The final feature that matters when choosing a stringing machine is the tensioning system. On a manual crank (or spring loaded) machine, the user has to spin a handle around until it clicks, meaning that the desired tension has been reached. For an automatic (or electric) machine, a simple glide of the finger over a sensor bar signals to the machine to pull the string, and it often has an LED readout of the desired tension, which it pulls to automatically. The major differences between these two are price, with the electric machines ranging from $2,000 to $5,000 dollars. The only other kind of tensioning system is a drop weight system, which uses actual weights hanging above the floor to create tension.

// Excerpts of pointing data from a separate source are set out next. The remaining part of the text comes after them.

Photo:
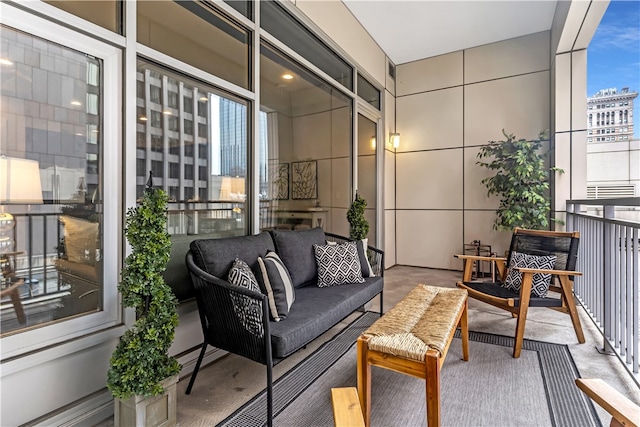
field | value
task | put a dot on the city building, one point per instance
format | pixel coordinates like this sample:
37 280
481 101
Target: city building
613 155
610 115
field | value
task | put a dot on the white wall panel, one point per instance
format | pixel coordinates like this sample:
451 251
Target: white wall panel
475 192
429 238
429 74
520 105
430 120
429 180
389 238
511 57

This method is only for experienced stringers, and it is recommended to use either the crank or electronic systems over the drop weight.
Now that you know what the options for stringing machines are, what brand would fit your style best?
Babolat stringing machines are known for their electronic machines, and you will often see these in clubhouses or pro shops. The Babolat Star 5 is an excellent model, capable of stringing any racquet, efficiently and accurately.
There are also many Prince stringing machines, which come available as electronic or manual. The Prince NEOS 1000 is a manual tabletop model that is easy to use, and easy to transport as well. If you’re looking for a more advanced Prince model, the 5000 offers a four point mounting system and advanced controls.
Finally, there’s the Gamma stringing machines, which range from simple drop weight, to tabletop manual, to fully automatic. All machines are built to last, and often come with instructional videos and tools.
As far as the tools you might need, be sure to at least have a set of pliers, which is needed to pull knots as well as nudge strings through tight grommet holes. You may also need clippers, to cut the old strings out of racquets as well as cut your knots to get rid of remaining string. And lastly, be sure to have an awl, which is useful for opening up bigger holes in grommets when they are being difficult or blocked by string.
Now that you know the different kind of machines, the brands that make them, as well as the tools needed to string your racquet, you can be on your way to saving time and money if you play enough tennis to go through string quickly. The tennis stringing machine may be a challenge at first, but trust me, it becomes easy after doing a few racquets yourself.